9781915368768 | Dead Ink Books | Paperback | £11.99 | Out Now!
A/S/L – internet shorthand for Age/Sex/Location – is an emotionally compelling, and narratively unique look at the lives of three trans friends: Lillith, Sash, and Abraxa. After meeting online, the trio vow to use CraftQ – a crude text-based programme found for free on the internet in 1998 – to build the greatest video game of all time, The Saga of the Sorceress. Like most teenage dreams, their plan never comes to fruition, and they go their separate ways, never meeting in person.
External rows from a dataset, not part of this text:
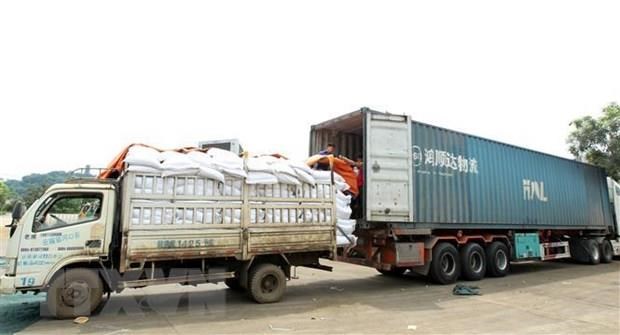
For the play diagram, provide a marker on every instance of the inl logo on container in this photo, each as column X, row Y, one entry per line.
column 534, row 190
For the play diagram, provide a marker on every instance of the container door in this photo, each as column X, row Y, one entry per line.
column 388, row 187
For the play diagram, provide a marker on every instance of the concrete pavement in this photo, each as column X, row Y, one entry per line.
column 550, row 297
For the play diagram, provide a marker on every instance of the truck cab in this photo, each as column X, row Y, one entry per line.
column 69, row 224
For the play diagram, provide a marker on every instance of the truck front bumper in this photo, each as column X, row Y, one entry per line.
column 7, row 285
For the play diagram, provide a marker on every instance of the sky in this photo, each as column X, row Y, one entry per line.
column 80, row 80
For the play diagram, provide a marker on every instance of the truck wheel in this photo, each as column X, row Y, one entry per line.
column 394, row 272
column 473, row 261
column 267, row 283
column 607, row 252
column 593, row 251
column 498, row 261
column 75, row 292
column 234, row 284
column 445, row 266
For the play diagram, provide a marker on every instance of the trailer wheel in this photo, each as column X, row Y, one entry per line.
column 473, row 261
column 593, row 251
column 267, row 283
column 498, row 261
column 445, row 265
column 607, row 252
column 234, row 284
column 75, row 292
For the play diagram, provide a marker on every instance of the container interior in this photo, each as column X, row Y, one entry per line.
column 345, row 132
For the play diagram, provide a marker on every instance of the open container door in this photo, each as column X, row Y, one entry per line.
column 388, row 168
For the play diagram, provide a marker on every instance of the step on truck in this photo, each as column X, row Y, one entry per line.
column 85, row 238
column 456, row 206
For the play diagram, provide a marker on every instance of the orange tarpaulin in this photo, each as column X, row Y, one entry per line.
column 339, row 166
column 115, row 167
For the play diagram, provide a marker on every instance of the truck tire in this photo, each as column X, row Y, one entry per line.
column 234, row 284
column 445, row 265
column 394, row 272
column 74, row 292
column 593, row 251
column 498, row 259
column 607, row 252
column 267, row 283
column 473, row 261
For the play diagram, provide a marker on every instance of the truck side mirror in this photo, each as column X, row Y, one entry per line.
column 18, row 211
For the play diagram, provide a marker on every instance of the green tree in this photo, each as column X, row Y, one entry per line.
column 597, row 140
column 5, row 195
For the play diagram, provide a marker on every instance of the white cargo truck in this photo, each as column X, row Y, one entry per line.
column 85, row 238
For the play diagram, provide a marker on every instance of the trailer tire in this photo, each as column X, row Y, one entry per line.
column 234, row 284
column 267, row 283
column 607, row 252
column 498, row 259
column 593, row 251
column 473, row 261
column 445, row 265
column 74, row 292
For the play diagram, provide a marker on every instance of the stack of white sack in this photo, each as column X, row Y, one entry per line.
column 345, row 225
column 217, row 163
column 272, row 170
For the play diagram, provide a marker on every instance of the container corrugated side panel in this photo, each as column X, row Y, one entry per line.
column 495, row 193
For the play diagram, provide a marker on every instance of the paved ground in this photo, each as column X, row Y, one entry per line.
column 552, row 297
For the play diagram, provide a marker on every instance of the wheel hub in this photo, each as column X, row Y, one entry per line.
column 475, row 262
column 448, row 264
column 501, row 260
column 269, row 284
column 75, row 293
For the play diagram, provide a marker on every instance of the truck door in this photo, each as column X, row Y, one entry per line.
column 67, row 224
column 388, row 169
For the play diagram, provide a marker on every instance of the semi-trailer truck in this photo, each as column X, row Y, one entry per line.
column 435, row 201
column 452, row 205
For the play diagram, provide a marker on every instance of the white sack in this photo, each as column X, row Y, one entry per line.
column 304, row 176
column 285, row 178
column 323, row 177
column 143, row 169
column 140, row 155
column 210, row 173
column 261, row 178
column 343, row 212
column 342, row 241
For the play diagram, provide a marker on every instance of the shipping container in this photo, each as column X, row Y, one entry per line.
column 453, row 205
column 431, row 177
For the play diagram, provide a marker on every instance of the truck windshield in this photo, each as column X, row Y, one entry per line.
column 63, row 210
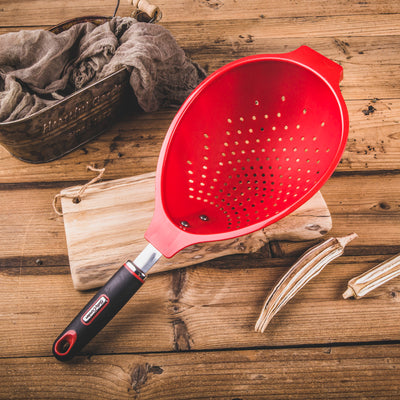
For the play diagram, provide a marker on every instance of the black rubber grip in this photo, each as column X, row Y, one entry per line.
column 99, row 311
But that isn’t the end of their story.
The second part of A/S/L’s split narrative picks up with the trio in 2016, where we learn what has become of the video game pioneers in the intervening years. Lilith is the first trans woman to serve as an Assistant Loan Underwriter at Dollarwise Investments in Brooklyn. Sash is also in Brooklyn, working as a research assistant and part-time web-cam dominatrix. Neither knows the other lives nearby. And neither knows that Abraxa is just across the Hudson River, sleeping on the floor of her friend’s grandparent’s New Jersey home. None of them have forgotten The Sorceress, or her quest, still far from finished.
At its core, A/S/L is a story about the messiness of friendship. Thornton explores the relationships between the three perspective characters in a nuanced and impartial way. Allowing the reader to form their own conclusions on the events and relationships presented, by taking steps to ensure that no woman’s perspective is ever treated as the absolute truth. This offers a uniquely fluid POV structure, a choice Thornton admits was inspired by the videogame Final Fantasy VI (1994).
The influence of 90’s videogames runs deep in A/S/L, which features pixellated level maps to capture a nostalgic vibe. It also invokes a reverence to the early internet — a wild west of community building and liberation — by exploring completely-online friendships, and using chat log conversations to immerse you in digital space.
In interviews, Thornton has discussed videogames being the closest a person can come to feeling narrative consequence, where a player — via an avatar – actually feels the passage of time inside a digital world. A/S/L explores these ideas of reality and digital escapism in a complex, raw way, drawing parallels to the lives of it’s trans protagonists.
“For something that has so little to do with the body, it felt like writing about dancing, albeit dancing with an invented body. Sometimes this is what transness feels like too.” – Jeanne Thornton, for London Bookshop Review.
Trans identity is a key theme of the novel, but Thornton is clearly interested in exploring a diverse array of experiences. We follow Sash, Lillith, and Abraxa, from their teens into adulthood, living in an America gearing up for Trump’s first presidency. The trans experience is represented across different life stages, as well as across differing economic backgrounds — from sex work to white collar employment. Each woman is given their own distinct voice, through several clever writing choices, and Thornton has taken great pains to ensure each is the fully realised protagonist of their own story. Even through their mistakes, you will find yourself rooting for them.
A/S/L is a wholly unique reading experience, combining coding lexicon, pixelated maps, friendship drama, and complex trans representation into a bold, emotional package. It’s an ambitious and challenging novel that offers something completely new in today’s publishing landscape, and is a must read for videogame lovers looking for gut-wrenching characters.